Three Generations, Three Wars: African American Veterans

Abstract

“Purpose: This article emerged from pilot research exploring experiences of war and suffering among African American veterans who served in World War II, the Korean War, and the Vietnam War. Men’s experiences as soldiers reflected both racism and the social change that occurred in the Unites States while they served. Design and Methods: We used techniques of narrative elicitation, conducting qualitative, ethnographic interviews with each of five veterans in his home. Interviews focused on unique and shared experiences as an African American man and a soldier. Results: Three important themes emerged: (a) Expectations related to War—Although men viewed service to country as an expected part of life, they also expected equal treatment in war, which did not occur; (b) Suffering as an African American— Informants interpreted experiences of suffering in war as related to the lower status of African American servicemen; and (c) Perception of present identity—Each man was honed by the sum of his experiences, including those of combat, racism, and postwar opportunities and obstacles. Implications: From 40 to 70 years after the wars were fought, there are few scholarly narrative studies on African American veterans, despite the fact that Korean War Veterans are entering old–old age and few World War II Veterans are alive.
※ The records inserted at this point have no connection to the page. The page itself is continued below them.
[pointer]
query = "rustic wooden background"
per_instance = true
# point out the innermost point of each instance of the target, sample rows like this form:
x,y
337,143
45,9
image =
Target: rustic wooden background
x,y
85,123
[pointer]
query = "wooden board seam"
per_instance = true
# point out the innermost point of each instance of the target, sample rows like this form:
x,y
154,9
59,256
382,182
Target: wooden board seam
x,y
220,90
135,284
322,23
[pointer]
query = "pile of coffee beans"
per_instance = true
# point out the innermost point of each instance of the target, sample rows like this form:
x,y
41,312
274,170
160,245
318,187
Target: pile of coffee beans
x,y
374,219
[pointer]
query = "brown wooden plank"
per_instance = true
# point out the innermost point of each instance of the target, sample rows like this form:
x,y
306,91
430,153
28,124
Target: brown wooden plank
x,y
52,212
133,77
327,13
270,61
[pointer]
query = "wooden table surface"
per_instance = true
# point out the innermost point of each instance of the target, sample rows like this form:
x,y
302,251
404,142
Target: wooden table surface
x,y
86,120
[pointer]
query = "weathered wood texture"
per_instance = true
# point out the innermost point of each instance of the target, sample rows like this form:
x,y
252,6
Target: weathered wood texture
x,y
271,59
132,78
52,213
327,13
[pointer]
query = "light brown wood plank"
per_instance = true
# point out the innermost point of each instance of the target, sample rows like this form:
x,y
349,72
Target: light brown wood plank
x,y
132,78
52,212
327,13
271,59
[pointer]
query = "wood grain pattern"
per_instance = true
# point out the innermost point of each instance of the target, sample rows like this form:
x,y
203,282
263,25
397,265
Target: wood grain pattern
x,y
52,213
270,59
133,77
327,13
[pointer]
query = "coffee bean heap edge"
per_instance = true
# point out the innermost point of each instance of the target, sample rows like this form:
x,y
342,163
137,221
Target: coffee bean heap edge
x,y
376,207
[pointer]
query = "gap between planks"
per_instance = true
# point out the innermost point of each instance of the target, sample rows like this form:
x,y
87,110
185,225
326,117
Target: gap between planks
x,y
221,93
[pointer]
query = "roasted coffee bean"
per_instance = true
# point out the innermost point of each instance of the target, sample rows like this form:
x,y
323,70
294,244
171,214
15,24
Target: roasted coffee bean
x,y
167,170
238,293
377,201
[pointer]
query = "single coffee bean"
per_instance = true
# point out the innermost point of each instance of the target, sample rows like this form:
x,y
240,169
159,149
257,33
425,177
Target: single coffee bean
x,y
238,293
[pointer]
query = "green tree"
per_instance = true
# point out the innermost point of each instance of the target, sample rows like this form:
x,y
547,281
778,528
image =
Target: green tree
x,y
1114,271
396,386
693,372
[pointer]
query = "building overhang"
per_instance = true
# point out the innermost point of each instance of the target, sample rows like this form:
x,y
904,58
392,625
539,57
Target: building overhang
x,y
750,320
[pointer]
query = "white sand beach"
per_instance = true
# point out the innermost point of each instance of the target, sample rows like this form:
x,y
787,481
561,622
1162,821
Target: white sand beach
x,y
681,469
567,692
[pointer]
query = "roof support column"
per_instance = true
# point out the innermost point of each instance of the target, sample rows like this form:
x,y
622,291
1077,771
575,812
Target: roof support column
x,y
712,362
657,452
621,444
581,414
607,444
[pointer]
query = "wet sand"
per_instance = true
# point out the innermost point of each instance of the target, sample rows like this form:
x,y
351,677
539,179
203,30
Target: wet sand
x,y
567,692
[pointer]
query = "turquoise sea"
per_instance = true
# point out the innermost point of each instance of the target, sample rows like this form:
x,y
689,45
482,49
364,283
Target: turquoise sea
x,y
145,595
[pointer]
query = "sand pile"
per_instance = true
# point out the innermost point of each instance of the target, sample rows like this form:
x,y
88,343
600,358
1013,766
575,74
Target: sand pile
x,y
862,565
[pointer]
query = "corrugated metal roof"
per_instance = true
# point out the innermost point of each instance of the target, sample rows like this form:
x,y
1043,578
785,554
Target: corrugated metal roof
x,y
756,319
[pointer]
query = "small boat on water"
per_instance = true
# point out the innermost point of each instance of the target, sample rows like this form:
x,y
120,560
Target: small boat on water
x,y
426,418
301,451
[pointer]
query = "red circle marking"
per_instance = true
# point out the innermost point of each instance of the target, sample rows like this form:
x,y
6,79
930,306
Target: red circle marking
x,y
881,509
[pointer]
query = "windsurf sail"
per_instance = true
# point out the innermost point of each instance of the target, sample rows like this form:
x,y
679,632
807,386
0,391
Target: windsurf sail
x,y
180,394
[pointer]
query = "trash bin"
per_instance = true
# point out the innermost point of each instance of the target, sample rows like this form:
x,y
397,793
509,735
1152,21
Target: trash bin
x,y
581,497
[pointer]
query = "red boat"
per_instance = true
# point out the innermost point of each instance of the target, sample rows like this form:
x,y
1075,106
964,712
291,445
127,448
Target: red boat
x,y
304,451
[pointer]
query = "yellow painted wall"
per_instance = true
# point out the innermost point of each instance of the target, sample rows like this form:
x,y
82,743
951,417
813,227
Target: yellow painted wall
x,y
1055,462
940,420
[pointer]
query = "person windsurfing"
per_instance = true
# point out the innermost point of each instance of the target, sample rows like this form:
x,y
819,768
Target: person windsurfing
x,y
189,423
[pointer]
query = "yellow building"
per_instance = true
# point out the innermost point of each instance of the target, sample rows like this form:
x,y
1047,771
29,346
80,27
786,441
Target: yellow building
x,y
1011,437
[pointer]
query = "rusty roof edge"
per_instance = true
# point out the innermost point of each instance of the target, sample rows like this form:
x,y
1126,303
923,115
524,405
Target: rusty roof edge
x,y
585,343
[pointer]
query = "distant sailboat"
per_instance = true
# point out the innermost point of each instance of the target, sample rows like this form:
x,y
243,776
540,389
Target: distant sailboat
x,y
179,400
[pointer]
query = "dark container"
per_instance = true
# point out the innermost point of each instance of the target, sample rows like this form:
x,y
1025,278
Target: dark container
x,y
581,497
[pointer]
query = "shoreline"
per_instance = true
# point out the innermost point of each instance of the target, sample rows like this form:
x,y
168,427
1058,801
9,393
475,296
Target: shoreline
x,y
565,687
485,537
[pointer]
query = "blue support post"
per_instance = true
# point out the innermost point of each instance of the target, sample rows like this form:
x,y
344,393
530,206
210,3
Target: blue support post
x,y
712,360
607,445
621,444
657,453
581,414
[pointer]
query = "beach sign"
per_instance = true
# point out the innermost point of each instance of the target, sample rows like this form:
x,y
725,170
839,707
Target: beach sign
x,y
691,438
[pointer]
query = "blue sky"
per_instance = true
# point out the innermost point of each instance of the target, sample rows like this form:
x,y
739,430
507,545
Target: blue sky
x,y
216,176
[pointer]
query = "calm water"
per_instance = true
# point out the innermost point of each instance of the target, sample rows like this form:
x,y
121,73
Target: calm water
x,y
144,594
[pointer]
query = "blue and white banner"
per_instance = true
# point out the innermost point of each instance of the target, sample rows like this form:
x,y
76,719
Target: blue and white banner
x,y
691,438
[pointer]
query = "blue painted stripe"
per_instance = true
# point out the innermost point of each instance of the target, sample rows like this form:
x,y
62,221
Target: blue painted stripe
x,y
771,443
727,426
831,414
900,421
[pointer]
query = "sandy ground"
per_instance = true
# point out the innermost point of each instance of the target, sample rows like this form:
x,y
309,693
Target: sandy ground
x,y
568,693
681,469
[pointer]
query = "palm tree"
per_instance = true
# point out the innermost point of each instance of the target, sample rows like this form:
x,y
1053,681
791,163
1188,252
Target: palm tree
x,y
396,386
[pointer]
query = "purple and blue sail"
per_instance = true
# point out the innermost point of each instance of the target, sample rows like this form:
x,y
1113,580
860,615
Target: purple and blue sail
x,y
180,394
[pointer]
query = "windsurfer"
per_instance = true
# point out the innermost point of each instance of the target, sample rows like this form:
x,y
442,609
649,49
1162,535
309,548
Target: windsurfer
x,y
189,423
The value of pilot research that offers narratives of unheard voices is significant; larger studies can interview more African American veterans to advance knowledge that might soon be lost.”

Implications

For Practice

Given the distinctive personality and role of each veteran who served in World War II, the Korean War, and the Vietnam War, we encourage veterans to document their experiences about military service and their return home. As this article reveals, in sharing accounts of their service, veterans recalled not only the injustice they endured but also their triumph in overcoming obstacles against success. Unfair treatment of African Americans during and after their service, particularly in World War II and the Korean War, filtered into American and foreign consciousness and eventually led to a transformation of the cultural mindset about racism in the US military and in American society. Although African American service members were essential to the U.S. war effort, official accounts of their service, particularly during WWII, often excluded or misreported their contributions and focused on what “black units” lacked or failed to accomplish. This article serves as a correction for misreported and excluded contributions, and reveals how unrecognized bravery in war both hurt and motivated veterans. Presently, Gulf War I and OEF/OIF/OND veterans could benefit from hearing older veterans’ voices as they realize how far the military and our country have come in appreciating diverse cultures and worldviews, and how far we have yet to go.

For Policy

In 1948, President Truman made segregation in the military unlawful. Although change was slow, by the time of the Vietnam War, a raised racial consciousness by African Americans forged a struggle toward racial equality at home and in the military. Continuing efforts to prohibit intolerance and discrimination due to ethnicity, gender, and sexual orientation is crucial. Acknowledging the value of each service member in a unit, regardless of rank, also is key. The DoD and policymakers might consider using the narrative experiences of veterans to continue to introduce policies and programs that encourage diversity. It is important for future US presidents to continue to encourage racial, gender, and sexual equality and tolerance in the military, as did President Obama. When he repealed the Don’t ask, Don’t Tell policy, he reduced the possibility of discrimination against service members who identify as LGBTQ.

For Future Research

This study reveals the complex memories of African American veterans’ who served in World War II, Korea, or the Vietnam War, and how their experiences highlighted racial tension in the military and in the US. Although the youngest Vietnam War veteran is currently in his sixties, we know little about his experience in war from his perspective and in his words. A limitation of this study is its small sample size. Therefore, we suggest researchers continue to collect data on this important topic, particularly through qualitative methods. It is through the detailed responses to open-ended questions that we learn from the experts— those who served and whose voices we have not heard—about war experiences and suffering in war.